Amper vertrouwen pers in werking Wet open overheid

Journalisten hebben amper vertrouwen in de werking van de Wet open overheid. Dat blijkt uit een onderzoek dat het Adviescollege Openbaarheid en Informatiehuishouding (ACOI) donderdag heeft gepubliceerd. Van de 256 ondervraagde journalisten heeft slechts zeven procent het vertrouwen dat de overheid een Woo-verzoek zorgvuldig afhandelt.

Sinds 1 mei vorig jaar regelt de zogeheten Woo welke informatie de overheid moet verstrekken als burgers, vaak journalisten, daarom vragen. Over de voorganger van de wet klonken veel klachten. Onder de nieuwe wet werd daarom de beslistermijn ingeperkt van acht naar zes weken, een veelgebruikte reden om informatie weg te lakken werd iets ingeperkt, sommige informatie moesten overheden actief openbaar gaan maken.

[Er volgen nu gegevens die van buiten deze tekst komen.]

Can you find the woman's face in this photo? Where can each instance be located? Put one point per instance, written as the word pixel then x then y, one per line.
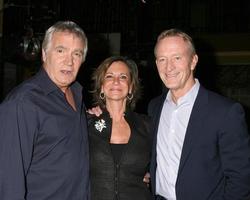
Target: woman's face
pixel 116 84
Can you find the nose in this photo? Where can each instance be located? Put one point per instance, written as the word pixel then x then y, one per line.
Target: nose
pixel 170 66
pixel 69 59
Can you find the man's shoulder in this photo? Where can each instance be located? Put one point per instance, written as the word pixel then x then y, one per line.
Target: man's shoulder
pixel 24 90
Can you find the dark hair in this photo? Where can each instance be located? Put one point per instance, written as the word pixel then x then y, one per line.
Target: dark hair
pixel 65 26
pixel 176 32
pixel 99 74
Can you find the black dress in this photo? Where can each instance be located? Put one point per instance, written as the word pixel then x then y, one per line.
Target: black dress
pixel 120 178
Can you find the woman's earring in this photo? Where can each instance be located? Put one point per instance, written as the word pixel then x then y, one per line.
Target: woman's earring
pixel 102 96
pixel 130 96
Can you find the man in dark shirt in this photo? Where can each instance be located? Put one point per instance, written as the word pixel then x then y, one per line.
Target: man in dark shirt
pixel 43 134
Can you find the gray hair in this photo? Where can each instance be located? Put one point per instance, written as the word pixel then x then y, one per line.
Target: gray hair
pixel 176 32
pixel 65 26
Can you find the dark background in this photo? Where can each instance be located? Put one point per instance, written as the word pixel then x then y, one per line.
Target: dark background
pixel 221 31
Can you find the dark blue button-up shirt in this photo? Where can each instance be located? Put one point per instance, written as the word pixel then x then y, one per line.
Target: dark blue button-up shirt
pixel 43 143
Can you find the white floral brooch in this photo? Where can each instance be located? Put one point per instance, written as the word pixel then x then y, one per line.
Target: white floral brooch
pixel 100 125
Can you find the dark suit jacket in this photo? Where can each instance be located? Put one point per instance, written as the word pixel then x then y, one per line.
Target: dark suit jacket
pixel 215 160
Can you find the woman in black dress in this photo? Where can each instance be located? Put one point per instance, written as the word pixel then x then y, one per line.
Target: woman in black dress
pixel 119 138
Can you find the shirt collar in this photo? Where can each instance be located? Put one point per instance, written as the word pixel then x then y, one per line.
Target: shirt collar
pixel 189 97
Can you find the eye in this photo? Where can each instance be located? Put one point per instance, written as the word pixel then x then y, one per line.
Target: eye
pixel 59 50
pixel 161 60
pixel 123 77
pixel 78 54
pixel 108 76
pixel 177 57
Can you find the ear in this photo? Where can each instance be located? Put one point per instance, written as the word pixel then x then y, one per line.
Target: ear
pixel 43 55
pixel 194 62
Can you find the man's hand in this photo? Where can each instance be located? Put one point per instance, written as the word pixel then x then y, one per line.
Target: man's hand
pixel 95 111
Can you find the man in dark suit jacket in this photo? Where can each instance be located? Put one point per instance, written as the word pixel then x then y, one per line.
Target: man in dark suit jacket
pixel 201 149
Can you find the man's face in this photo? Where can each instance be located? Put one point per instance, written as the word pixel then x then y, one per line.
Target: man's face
pixel 175 64
pixel 63 58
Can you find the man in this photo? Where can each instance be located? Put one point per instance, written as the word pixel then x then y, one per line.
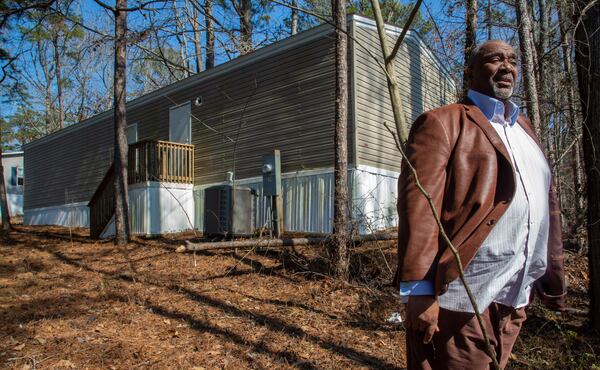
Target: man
pixel 483 167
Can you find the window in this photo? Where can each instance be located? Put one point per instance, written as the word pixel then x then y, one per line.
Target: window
pixel 16 178
pixel 132 133
pixel 180 124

Maar journalisten merken weinig verbetering, blijkt uit het ACOI-onderzoek. Die adviesraad, tegelijk met de Woo opgericht, liet een ruim jaar na ingang van de wet een vragenlijst uitzetten. Grofweg de helft van de ondervraagden ooit een Woo-verzoek ingediend. Daarna nam onderzoeksbureau Centerdata diepte-interviews af en was er een gesprek tussen ambtenaren en journalisten. De klachten lijken weinig anders dan onder de oude wet: trage afhandeling, tegenwerking, weggelakte informatie.

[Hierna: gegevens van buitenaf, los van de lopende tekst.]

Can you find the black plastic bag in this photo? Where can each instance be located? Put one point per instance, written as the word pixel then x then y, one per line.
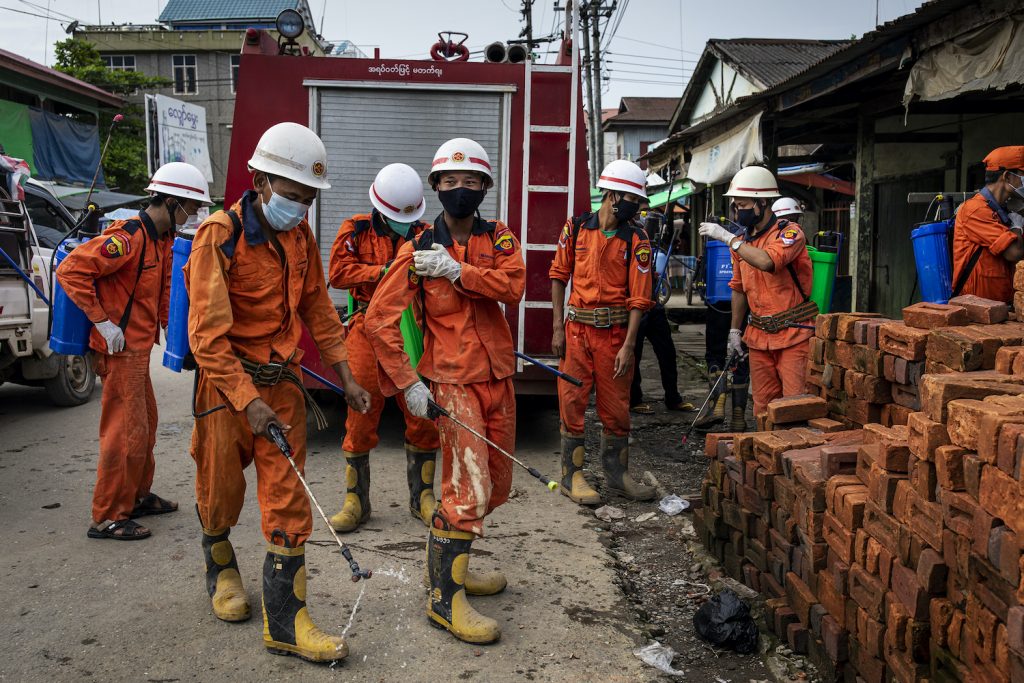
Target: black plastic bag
pixel 725 622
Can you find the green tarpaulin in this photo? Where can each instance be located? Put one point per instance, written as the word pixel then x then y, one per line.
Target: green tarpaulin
pixel 15 132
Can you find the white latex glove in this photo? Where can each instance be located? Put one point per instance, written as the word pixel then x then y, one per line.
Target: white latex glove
pixel 436 263
pixel 113 335
pixel 417 395
pixel 716 231
pixel 735 346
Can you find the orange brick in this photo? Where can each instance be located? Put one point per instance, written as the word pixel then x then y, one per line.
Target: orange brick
pixel 929 315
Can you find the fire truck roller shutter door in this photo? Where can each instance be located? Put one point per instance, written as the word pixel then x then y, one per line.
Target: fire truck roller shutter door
pixel 384 126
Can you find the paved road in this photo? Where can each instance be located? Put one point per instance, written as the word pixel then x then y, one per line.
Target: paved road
pixel 80 609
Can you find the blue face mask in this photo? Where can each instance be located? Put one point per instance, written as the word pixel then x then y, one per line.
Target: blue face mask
pixel 282 213
pixel 399 228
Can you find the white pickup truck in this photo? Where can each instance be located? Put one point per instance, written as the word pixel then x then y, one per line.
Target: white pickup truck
pixel 29 230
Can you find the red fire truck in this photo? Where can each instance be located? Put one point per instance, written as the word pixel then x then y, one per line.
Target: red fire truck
pixel 371 113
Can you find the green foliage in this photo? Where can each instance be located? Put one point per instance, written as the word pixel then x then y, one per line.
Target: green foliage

„Het lijkt soms of iedere vorm van voorlichting gericht is op het verbergen van informatie”, schrijft een van de journalisten in de vragenlijst. Een ander: „Bij alle verzoeken die ik nu heb lopen, zijn de termijnen overschreden en zijn stukken niet geleverd waarvan ik weet dat ze in het bezit zijn van de desbetreffende organisatie.” Een van de journalisten zegt ook als ambtenaar te hebben gewerkt, en toen een „laksessie” te hebben meegemaakt, „waarbij iedereen tot de portier toe een avond zat te lakken. Zonder kennis van zaken, gewoon zwartmaken zei de coördinator. Interessant om mee te maken, maar ik schaamde me diep voor mijn overheid.”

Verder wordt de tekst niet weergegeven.